Run a single scenario

make test-quickstart
make test-multi-catalog
make test-multi-space
make test-per-space
make test-promote
make test-multi-env
make test-attach-promote
make test-self-service-genie
make test-abac-only
make test-multi-space-import
make test-genie-only
make test-genie-import-no-abac
make test-country-overlay
make test-industry-overlay
make test-aus-bank-demo
make test-india-bank-demo
make test-asean-bank-demo

# All targets accept WAREHOUSE_ID= and KEEP_DATA=1
make test-promote WAREHOUSE_ID=abc123ef KEEP_DATA=1

Run directly with Python

# List available scenarios
python scripts/run_integration_tests.py --list

# Run all
python scripts/run_integration_tests.py

# Run one scenario
python scripts/run_integration_tests.py --scenario quickstart
python scripts/run_integration_tests.py --scenario per-space --keep-data

# Pin a warehouse
python scripts/run_integration_tests.py --warehouse-id abc123ef

# Non-default auth file
python scripts/run_integration_tests.py --auth-file envs/dev/auth.auto.tfvars

Scenario Details

1. quickstart — Single space, single catalog

Validates the core quickstart from docs/playbook.md § 1 with a single Genie Space backed by dev_fin.

Steps:

Step Action
1 Create dev_fin test catalogs and sample data
2 Configure dev env: one space "Finance Analytics" with dev_fin.* tables
3 make generate ENV=dev — LLM generates ABAC config and masking functions
4 Assert generated/abac.auto.tfvars and generated/spaces/finance_analytics/ created
5 make apply ENV=dev — deploys account, data_access, workspace layers
6 Assert .genie_space_id_finance_analytics file exists
7 setup_test_data.py --verify — row counts, column tags, column masks
8 Teardown data + Terraform resources

Key assertions:

  • generated/abac.auto.tfvars contains Finance Analytics genie_space_configs entry
  • generated/spaces/finance_analytics/abac.auto.tfvars exists (per-space dir bootstrapped)
  • .genie_space_id_* file created after apply
  • Row counts ≥ expected for all dev_fin tables
  • Column tags and masking policies applied

2. multi-catalog — One space spanning two catalogs

Validates the "single space spanning multiple catalogs" pattern from playbook.md § 1. One space ("Combined Analytics") draws tables from both dev_fin and dev_clinical.

Key assertions:

  • generated/abac.auto.tfvars contains Combined Analytics and references both dev_fin and dev_clinical
  • Only one Genie Space deployed
  • Column tags applied across both catalogs

3. multi-space — Two spaces, separate catalogs

Validates the two-space multi-catalog flow from playbook.md § 1. Finance Analytics uses dev_fin; Clinical Analytics uses dev_clinical. This is the core of the original make integration-test flow.

Key assertions:

  • generated/abac.auto.tfvars contains both Finance Analytics and Clinical Analytics entries
  • generated/spaces/finance_analytics/ and generated/spaces/clinical_analytics/ both bootstrapped
  • Two .genie_space_id_* files created
  • Row counts and ABAC verified for both catalogs

4. per-space — Incremental space addition (isolation test)

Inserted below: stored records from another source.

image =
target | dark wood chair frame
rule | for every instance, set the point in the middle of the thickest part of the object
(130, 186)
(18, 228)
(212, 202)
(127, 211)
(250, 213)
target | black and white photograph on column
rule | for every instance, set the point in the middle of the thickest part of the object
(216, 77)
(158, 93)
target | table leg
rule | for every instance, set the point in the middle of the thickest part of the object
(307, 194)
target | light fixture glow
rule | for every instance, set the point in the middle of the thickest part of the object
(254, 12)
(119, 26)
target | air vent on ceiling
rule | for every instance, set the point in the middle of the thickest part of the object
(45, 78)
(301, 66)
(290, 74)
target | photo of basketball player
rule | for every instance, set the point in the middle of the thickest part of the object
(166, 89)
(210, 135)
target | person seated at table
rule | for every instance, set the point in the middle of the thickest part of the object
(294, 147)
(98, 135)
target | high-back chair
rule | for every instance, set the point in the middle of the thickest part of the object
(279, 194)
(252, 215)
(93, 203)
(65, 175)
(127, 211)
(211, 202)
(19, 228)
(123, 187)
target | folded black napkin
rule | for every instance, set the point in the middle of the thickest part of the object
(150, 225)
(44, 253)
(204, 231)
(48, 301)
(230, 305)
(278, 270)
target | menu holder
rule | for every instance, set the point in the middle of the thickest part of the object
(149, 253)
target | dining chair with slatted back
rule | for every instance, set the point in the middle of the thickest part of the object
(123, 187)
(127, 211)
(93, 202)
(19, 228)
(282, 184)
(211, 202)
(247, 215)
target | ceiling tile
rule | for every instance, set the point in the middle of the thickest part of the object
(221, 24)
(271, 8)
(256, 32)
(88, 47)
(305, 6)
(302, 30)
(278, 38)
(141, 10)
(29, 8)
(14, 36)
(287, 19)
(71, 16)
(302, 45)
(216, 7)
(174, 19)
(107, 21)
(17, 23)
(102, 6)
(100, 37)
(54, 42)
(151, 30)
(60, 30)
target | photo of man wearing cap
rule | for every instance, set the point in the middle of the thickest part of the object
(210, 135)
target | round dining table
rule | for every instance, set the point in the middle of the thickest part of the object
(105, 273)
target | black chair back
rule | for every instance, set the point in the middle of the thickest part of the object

Validates the per-space generation isolation guarantee from playbook.md § 4.

Phase 1: Deploy Finance Analytics only.

Phase 2: Add Clinical Analytics using make generate SPACE="Clinical Analytics" — without triggering a full LLM re-run over Finance Analytics.

Key assertions:

  • After full generate: Finance Analytics in assembled output, Clinical Analytics absent
  • generated/spaces/finance_analytics/abac.auto.tfvars content is byte-for-byte unchanged after the per-space generate for Clinical Analytics
  • Assembled generated/abac.auto.tfvars contains both spaces after merge
  • generated/spaces/clinical_analytics/abac.auto.tfvars created by SPACE= generate
  • Both Genie Spaces deployed after final apply

5. promote — dev → prod cross-env promotion

Validates the full dev → prod promotion from playbook.md § 5.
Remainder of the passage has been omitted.